Its annual overall reach is significant. Leaders estimate the center touches some 20,000 people each year. Among them are the 7,000 or so recipients of the free Thanksgiving Day meals its volunteers distribute annually, those served through family advocacy and youth prevention programs, and youth in after-school and summer day camps as well as such events as the annual Soul of the City Festival (formerly Family Fun Day) and the Dr. Martin Luther King Service & Awards. This year’s event featured a compelling presentation and a call to action by the Little Rock Nine’s Minnijean Brown-Trickey.
The center’s Ida Robinson Banquet Room – named for the beloved former staffer and still very active volunteer – also is available for community use. Then there are the large number of people who simply drop in to get the help they desperately need.
The building also features recent impactful additions including bright murals and classrooms and up-to-date technology such as new STEAM Lab complete with two 3-D printers, thanks in part to the generosity of MLK Center patron Heidi Huiskamp Collins. A pair of recent visits to the MLK complex by the QCBJ also revealed progress on a long-awaited re-siding project.
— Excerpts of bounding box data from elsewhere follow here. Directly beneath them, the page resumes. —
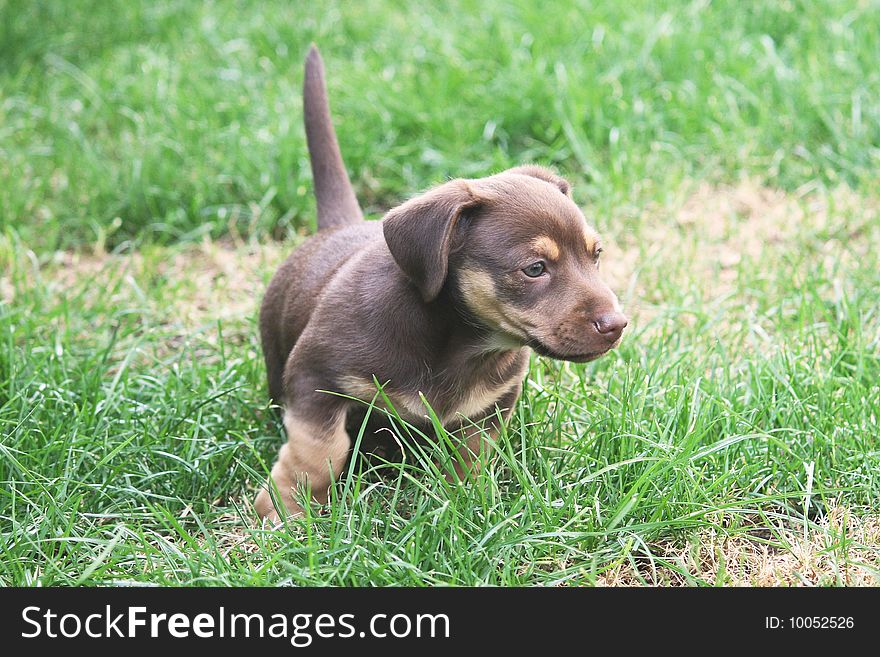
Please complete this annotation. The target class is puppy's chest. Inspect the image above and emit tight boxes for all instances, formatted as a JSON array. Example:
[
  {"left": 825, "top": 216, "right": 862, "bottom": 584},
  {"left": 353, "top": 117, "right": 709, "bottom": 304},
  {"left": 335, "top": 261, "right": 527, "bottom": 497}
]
[{"left": 340, "top": 352, "right": 527, "bottom": 425}]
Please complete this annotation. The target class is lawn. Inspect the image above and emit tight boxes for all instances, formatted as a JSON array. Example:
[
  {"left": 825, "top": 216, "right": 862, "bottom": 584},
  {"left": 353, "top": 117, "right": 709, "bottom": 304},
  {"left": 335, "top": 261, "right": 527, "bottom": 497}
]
[{"left": 0, "top": 0, "right": 880, "bottom": 586}]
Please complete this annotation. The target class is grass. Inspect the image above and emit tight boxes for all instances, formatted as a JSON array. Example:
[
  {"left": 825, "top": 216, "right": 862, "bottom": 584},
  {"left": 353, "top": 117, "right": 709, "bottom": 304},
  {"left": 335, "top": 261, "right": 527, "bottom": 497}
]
[{"left": 0, "top": 0, "right": 880, "bottom": 585}]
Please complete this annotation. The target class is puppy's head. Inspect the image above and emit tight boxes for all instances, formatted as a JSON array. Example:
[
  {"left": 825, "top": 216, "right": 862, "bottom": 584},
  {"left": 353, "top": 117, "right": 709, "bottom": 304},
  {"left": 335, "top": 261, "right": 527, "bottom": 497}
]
[{"left": 383, "top": 166, "right": 627, "bottom": 362}]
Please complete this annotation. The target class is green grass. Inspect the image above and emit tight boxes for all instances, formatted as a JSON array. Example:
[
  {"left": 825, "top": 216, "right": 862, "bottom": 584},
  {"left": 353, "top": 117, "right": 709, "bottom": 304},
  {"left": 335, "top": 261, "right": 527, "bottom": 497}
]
[{"left": 0, "top": 0, "right": 880, "bottom": 585}]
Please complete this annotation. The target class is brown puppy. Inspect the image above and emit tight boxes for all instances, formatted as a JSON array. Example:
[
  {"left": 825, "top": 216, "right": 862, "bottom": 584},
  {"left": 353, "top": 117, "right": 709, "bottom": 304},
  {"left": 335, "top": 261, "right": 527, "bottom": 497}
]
[{"left": 256, "top": 47, "right": 627, "bottom": 520}]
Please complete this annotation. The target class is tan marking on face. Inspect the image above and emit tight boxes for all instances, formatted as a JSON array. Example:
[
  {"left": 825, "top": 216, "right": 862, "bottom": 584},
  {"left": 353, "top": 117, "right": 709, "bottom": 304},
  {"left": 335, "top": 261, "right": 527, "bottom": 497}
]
[
  {"left": 460, "top": 269, "right": 528, "bottom": 341},
  {"left": 532, "top": 235, "right": 559, "bottom": 260}
]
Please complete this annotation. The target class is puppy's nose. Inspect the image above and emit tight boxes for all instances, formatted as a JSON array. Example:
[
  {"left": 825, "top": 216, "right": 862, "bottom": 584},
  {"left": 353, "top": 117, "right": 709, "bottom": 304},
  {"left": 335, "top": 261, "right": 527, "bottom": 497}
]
[{"left": 593, "top": 313, "right": 629, "bottom": 342}]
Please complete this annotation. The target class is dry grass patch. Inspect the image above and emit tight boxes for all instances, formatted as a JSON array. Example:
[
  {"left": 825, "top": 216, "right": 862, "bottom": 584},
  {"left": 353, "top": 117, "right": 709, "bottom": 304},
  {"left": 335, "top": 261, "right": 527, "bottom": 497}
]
[{"left": 597, "top": 506, "right": 880, "bottom": 586}]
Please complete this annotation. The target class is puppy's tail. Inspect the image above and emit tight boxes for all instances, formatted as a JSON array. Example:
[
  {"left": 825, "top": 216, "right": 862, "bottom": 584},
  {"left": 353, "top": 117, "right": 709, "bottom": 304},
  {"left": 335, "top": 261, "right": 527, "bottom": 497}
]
[{"left": 303, "top": 44, "right": 364, "bottom": 230}]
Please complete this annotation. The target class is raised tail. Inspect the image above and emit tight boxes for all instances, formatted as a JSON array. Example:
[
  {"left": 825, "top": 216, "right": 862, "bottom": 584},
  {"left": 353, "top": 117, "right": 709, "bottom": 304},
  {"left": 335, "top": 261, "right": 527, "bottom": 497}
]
[{"left": 303, "top": 44, "right": 364, "bottom": 230}]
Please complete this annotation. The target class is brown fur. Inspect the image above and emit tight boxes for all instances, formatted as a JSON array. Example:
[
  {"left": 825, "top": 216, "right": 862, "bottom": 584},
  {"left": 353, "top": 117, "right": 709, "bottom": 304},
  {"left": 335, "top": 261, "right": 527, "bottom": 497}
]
[{"left": 256, "top": 46, "right": 626, "bottom": 519}]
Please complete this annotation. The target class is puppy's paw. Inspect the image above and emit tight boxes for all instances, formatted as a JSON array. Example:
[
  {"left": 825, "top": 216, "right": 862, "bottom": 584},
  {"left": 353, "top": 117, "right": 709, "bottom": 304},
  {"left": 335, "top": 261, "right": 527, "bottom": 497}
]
[{"left": 254, "top": 484, "right": 303, "bottom": 529}]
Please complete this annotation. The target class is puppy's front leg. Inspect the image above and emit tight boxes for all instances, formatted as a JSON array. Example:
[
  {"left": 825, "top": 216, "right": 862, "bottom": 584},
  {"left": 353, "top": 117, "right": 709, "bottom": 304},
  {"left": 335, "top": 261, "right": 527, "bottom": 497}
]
[
  {"left": 446, "top": 381, "right": 522, "bottom": 481},
  {"left": 254, "top": 400, "right": 351, "bottom": 522}
]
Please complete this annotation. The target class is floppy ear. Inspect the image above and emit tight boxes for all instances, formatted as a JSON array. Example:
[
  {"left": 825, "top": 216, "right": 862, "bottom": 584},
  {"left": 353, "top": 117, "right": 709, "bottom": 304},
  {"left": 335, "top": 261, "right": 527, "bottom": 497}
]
[
  {"left": 504, "top": 164, "right": 571, "bottom": 198},
  {"left": 382, "top": 180, "right": 479, "bottom": 302}
]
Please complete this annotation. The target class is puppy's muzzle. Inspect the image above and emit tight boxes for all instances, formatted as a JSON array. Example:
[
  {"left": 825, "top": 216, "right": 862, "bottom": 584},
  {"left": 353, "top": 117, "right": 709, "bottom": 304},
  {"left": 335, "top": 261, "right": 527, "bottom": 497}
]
[{"left": 593, "top": 312, "right": 629, "bottom": 342}]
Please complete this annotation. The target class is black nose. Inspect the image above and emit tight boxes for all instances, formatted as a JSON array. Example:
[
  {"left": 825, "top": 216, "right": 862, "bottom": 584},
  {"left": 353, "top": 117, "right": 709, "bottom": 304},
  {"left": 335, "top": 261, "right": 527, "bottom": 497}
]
[{"left": 593, "top": 313, "right": 629, "bottom": 342}]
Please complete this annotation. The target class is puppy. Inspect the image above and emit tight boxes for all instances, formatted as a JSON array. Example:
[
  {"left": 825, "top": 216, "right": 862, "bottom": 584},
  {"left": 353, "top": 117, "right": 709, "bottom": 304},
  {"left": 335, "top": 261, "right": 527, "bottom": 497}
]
[{"left": 255, "top": 46, "right": 627, "bottom": 521}]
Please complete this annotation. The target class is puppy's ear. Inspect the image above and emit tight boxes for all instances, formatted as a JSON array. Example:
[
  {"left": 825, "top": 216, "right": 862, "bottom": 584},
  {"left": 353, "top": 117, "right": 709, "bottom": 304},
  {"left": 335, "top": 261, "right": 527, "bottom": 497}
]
[
  {"left": 382, "top": 180, "right": 480, "bottom": 302},
  {"left": 504, "top": 164, "right": 571, "bottom": 198}
]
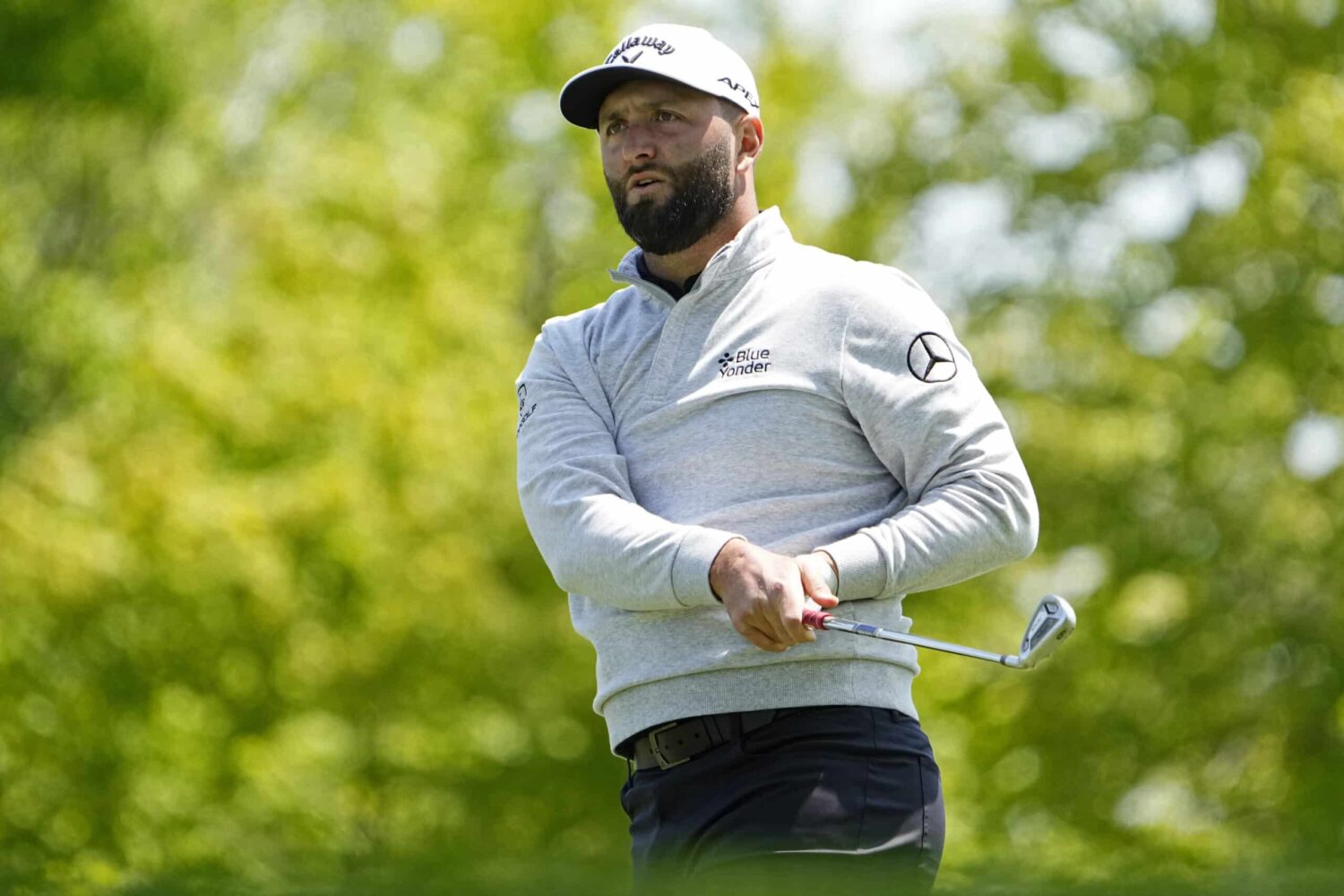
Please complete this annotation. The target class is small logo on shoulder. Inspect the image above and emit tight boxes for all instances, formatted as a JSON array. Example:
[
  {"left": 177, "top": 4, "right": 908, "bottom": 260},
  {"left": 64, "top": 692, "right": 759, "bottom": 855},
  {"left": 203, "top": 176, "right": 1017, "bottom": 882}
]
[
  {"left": 515, "top": 383, "right": 537, "bottom": 435},
  {"left": 719, "top": 345, "right": 771, "bottom": 376},
  {"left": 906, "top": 333, "right": 957, "bottom": 383}
]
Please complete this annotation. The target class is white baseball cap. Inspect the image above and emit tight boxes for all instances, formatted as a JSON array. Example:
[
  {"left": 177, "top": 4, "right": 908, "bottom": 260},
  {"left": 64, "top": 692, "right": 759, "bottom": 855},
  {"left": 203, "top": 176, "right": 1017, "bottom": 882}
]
[{"left": 561, "top": 24, "right": 761, "bottom": 129}]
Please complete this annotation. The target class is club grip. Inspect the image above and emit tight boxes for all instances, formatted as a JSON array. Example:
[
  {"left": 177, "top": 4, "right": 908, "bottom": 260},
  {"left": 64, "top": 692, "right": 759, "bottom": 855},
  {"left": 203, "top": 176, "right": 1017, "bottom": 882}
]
[{"left": 803, "top": 610, "right": 831, "bottom": 629}]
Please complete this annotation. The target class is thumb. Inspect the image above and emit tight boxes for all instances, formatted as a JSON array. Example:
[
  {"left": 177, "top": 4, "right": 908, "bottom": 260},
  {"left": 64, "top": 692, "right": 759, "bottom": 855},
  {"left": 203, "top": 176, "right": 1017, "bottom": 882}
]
[{"left": 798, "top": 555, "right": 840, "bottom": 607}]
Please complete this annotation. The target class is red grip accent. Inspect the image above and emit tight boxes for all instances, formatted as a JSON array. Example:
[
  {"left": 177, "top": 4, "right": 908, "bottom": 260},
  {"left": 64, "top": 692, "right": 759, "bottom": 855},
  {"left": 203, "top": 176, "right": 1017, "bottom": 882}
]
[{"left": 803, "top": 610, "right": 831, "bottom": 629}]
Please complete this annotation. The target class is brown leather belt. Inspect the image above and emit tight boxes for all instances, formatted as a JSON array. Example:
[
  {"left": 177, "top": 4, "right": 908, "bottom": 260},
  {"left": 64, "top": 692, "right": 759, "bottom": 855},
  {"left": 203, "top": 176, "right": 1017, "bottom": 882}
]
[{"left": 618, "top": 707, "right": 808, "bottom": 771}]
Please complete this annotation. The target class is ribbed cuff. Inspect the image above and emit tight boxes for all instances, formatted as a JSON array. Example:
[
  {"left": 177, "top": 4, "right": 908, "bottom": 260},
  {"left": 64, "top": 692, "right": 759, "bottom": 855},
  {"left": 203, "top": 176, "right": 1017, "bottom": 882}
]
[
  {"left": 817, "top": 532, "right": 887, "bottom": 600},
  {"left": 672, "top": 527, "right": 742, "bottom": 607}
]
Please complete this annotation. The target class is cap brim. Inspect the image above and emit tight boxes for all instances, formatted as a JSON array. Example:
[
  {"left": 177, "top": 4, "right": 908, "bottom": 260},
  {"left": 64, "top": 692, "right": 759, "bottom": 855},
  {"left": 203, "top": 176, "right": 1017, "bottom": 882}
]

With his 23 years of service at the MLK Center, Mr. Jones is one of its longest-serving employees. But he can’t top the 39-year tenure of Carlos Jimenez, manager of the center’s prevention services.

“It’s a tough job and Carlos is special,” Mr. Jones said. He’s currently part of a team of four who reach 2,000 teens each year teaching classes in Rock Island schools that include helping kids make healthy decisions as well as classes on substance abuse and teenage pregnancy prevention.
Initially, he did that job alone, Mr. Jones said, “but we were able to add infrastructure to that, and so now we’re able to reach more kids, but more importantly, with more quality of service.”
Preserving history
Mr. Jimenez’s and Mr. Jones’ long experience and that of other longtime employees and volunteers also came in handy as this year’s golden anniversary approached and leaders discovered that much of that rich history had never been written down.
“I thought there would be a paper trail a mile long … and there’s nothing really there,” Mr. Jones said. “So over time, we’re losing the institutional knowledge.” As a result, center leaders are working to gather and preserve those stories for future generations with the help of two Western Illinois University Quad Cities Museum Studies graduate student iterns.
Also as the center celebrates five decades of service, Mr. Jones said he is grateful that it and the work it does have become so well known in Rock Island and beyond. That deep community connection was apparent when its leaders decided to hold MLK’s free Thanksgiving Dinner event during the global pandemic.
“When COVID hit, that’s when I thought, ‘Oh, we’re going to see a major drop in the service,’’” Mr. Jones said. Leaders also worried they would not have enough volunteers. Instead, those seeking dinners and others who wanted to volunteer came out in droves.
The Thanksgiving program is one of the things that have helped to make the Martin Luther King Jr. Center a household name in the Quad Cities.
“Our brand has expanded without question,” Mr. Jones said.